Seanad debates

Monday, 29 June 2020

Offences against the State (Amendment) Act 1998 and Criminal Justice (Amendment) Act 2009: Motions

 

2:30 pm

Photo of Niall Ó DonnghaileNiall Ó Donnghaile (Sinn Fein) | Oireachtas source

Gabhaim buíochas leis an gCathaoirleach agus beidh mé chomh gasta agus is féidir liom. Gabhaim comhghairdeas leis an Aire as a ceapachán agus a hainmniú mar Aire Dlí agus Cirt agus Comhionannais. I congratulate the Minister on her appointment. Like other colleagues, I followed with great admiration her work in her previous role during a very challenging and difficult time. She served in that position with great distinction. I begin by echoing the condolences for Detective Garda Colm Horkan. I also wish to take the opportunity very quickly to send condolences to the family of young Noah Donohoe from Belfast who, unfortunately, went missing and whose body was recovered in recent days. Our thoughts go out to his mother and his many friends and family.

Our approach to this item has been stated in the Dáil. I hope the Minister will forgive me, and I do not like doing it, but I must read my notes from my telephone as we had some technical difficulties trying to get them printed. I ask her to excuse me for doing it. For too long the annual debate on the renewal of these emergency provisions has been characterised not by a proper examination of either provision or the provisions' effectiveness but by the historical political marriage to this legislation by both Fianna Fáil and Fine Gael. For the record, we are not debating the continued use of the Special Criminal Court or the principle of non-jury courts. That is contained in primary legislation. What we are being asked to renew is emergency provisions. By its nature emergency legislation should be required to deal with an emergency. Whatever circumstances, and perspective on them, existed when these powers were first passed, those circumstances plainly do not exist now.
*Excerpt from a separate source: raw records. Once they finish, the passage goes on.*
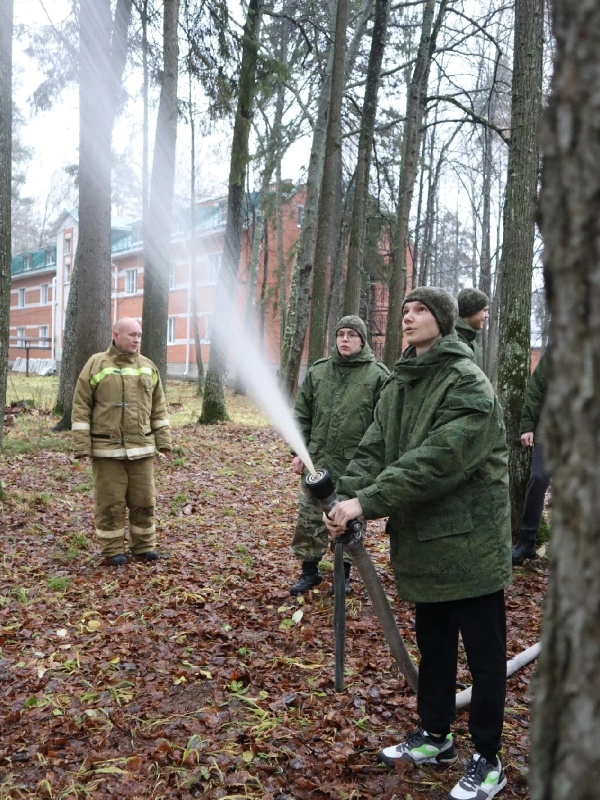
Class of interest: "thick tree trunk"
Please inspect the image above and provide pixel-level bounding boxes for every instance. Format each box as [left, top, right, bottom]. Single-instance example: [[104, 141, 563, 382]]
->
[[56, 0, 131, 430], [281, 0, 373, 396], [55, 0, 131, 430], [308, 0, 348, 364], [530, 0, 600, 800], [188, 74, 204, 395], [498, 0, 543, 535], [344, 0, 390, 314], [383, 0, 447, 367], [0, 0, 13, 466], [200, 0, 264, 425], [281, 50, 333, 397], [142, 0, 179, 386]]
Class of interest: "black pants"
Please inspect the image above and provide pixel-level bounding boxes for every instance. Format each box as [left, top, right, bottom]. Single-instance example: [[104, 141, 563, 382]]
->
[[521, 444, 550, 540], [416, 591, 506, 761]]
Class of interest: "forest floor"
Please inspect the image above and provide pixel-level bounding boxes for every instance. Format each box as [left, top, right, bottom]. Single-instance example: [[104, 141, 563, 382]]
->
[[0, 378, 547, 800]]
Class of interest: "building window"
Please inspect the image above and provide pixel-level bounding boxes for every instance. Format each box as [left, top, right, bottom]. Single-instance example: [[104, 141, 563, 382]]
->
[[202, 314, 212, 344], [167, 317, 175, 344], [131, 222, 142, 244], [125, 269, 137, 294], [206, 253, 221, 283]]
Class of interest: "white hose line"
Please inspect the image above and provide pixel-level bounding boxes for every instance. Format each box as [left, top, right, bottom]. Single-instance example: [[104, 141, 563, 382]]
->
[[456, 642, 542, 711]]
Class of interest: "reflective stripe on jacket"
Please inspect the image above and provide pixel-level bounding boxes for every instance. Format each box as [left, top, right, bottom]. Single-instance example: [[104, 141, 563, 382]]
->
[[71, 345, 171, 459]]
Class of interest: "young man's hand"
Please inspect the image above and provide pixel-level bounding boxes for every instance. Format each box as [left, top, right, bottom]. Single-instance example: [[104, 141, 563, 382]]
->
[[323, 497, 362, 536]]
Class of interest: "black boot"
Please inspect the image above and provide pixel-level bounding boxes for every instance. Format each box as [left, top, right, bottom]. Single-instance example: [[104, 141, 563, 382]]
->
[[290, 561, 323, 595], [512, 531, 537, 566]]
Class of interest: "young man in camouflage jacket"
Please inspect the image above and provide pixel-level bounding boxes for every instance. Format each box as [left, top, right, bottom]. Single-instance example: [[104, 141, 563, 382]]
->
[[324, 286, 511, 800], [290, 315, 389, 595]]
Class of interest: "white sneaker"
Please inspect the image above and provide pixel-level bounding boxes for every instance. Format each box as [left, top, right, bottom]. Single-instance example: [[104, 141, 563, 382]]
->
[[450, 753, 506, 800]]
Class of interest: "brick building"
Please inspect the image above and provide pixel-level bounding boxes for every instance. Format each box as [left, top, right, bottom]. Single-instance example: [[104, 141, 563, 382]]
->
[[9, 189, 314, 377]]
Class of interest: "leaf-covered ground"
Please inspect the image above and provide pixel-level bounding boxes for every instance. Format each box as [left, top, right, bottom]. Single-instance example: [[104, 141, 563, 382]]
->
[[0, 390, 546, 800]]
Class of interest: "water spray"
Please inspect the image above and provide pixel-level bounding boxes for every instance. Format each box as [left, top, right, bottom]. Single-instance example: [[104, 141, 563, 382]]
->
[[305, 469, 419, 693]]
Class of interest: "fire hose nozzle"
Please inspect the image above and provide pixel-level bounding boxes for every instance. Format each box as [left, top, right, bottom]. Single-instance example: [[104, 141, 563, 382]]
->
[[305, 469, 363, 539]]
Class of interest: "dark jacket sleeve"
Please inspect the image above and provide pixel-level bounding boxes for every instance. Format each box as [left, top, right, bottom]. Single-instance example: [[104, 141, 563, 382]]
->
[[519, 353, 548, 433]]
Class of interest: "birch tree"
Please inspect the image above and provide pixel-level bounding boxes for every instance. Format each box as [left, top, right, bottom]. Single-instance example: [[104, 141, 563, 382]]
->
[[200, 0, 264, 425], [55, 0, 131, 430], [142, 0, 179, 386], [344, 0, 390, 315], [308, 0, 348, 363], [383, 0, 448, 367], [0, 0, 13, 476], [530, 0, 600, 800], [498, 0, 543, 535]]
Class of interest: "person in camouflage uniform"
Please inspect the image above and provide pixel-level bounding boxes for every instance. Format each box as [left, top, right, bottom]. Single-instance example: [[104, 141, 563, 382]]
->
[[290, 315, 389, 595], [512, 353, 550, 566], [456, 289, 490, 369], [324, 287, 511, 800], [71, 317, 172, 566]]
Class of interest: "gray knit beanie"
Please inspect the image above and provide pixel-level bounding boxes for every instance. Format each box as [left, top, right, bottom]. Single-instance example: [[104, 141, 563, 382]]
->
[[457, 289, 490, 319], [402, 286, 458, 336], [335, 314, 367, 344]]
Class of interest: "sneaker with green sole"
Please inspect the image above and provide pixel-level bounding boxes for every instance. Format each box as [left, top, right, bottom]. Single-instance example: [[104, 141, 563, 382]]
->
[[450, 753, 506, 800], [378, 729, 456, 767]]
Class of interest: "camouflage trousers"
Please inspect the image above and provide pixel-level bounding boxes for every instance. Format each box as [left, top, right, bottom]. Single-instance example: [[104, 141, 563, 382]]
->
[[92, 458, 156, 558], [292, 487, 352, 564]]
There is no emergency in 2020. What there is in communities throughout this State is ongoing issues with serious organised crime. These emergency provisions did not stop the heroin barons in the 1980s, John Gilligan and others in the 1990s and the Kinahans and their like in the 2000s getting mega-rich on the backs of ordinary, decent and many working class communities while the political class sat here nodding these provisions through, year after year, with little or no regard for what was needed to deal with serious organised crime. What we must put in place in the 21st century is 21st century law that will deal with 21st century criminal gangs. The criminal gangs are no respecters of national borders, operate on a global scale and very often operate entirely online. Do people seriously expect legislation which was mainly drafted in the 1930s to be able to deal with these modern challenges? As legislators, we owe it to the people who sent us here to examine what we are voting on. We owe it to the communities that are ravaged by the activities of international criminal gangs to put in place the necessary legal framework to allow the courts and the Garda to do their jobs effectively.

That is why Sinn Féin has called for a review of these powers. The current legislation has failed communities. Those failures are written in the blood of the young people killed in feuds and the lives lost to heroin and other drugs, and are seen each time a parent ends up trying to scrape together money to pay off a child's drug debt to try to save the child's life in the face of threats from thugs. The reason we called for a review is to create the space over the next year to put together primary legislation which is not couched in an emergency, is not reliant on an annual review and is not contaminated by annual political discourse, but which puts in place a 21st century legal framework aimed at keeping our communities safe. Surely we can collectively build a political consensus on that aim. Surely we can bring a proper focus on what is required in the Ireland of today, not fighting political battles over a legislative measure from another time. Indeed, it is worth noting that the Good Friday Agreement, endorsed overwhelmingly by the Irish people 22 years ago, demanded that the Irish Government initiate a wide-ranging review of the Offences against the State Acts 1939 to 1985 with a view to both reform and dispensing with those elements no longer required as circumstances permit.

I appeal to other parties and stakeholders to open the door to a better way through the review process, to abandon the notion of emergency powers, to move to the space of giving the Garda and the courts the tools to keep communities safe, to do it in a mature, sensible and grown up way, to take counsel from those on the front line and then go about framing effective legislation that can become the start of a new way of tackling the criminal challenges the Ireland of 2020 faces. We have called for that review and the Minister referred to it in her contribution. Other colleagues have also referred to it. While I appreciate that it was only announced recently and the Minister has only taken office in the last few days, perhaps she will be in a position to facilitate us, for the purposes of the record and our information, by outlining some of what she understands and hopes that review will be and what she intends to do with it as Minister so all the points raised by me and Members across the House and across political views can be taken on board. We can assist the Minister and work collaboratively and positively with the shared stated aim of trying to get legislation that works effectively, is human rights compliant and will ultimately work to keep the communities that are suffering the most safe from the criminal gangs who are putting them under such threat.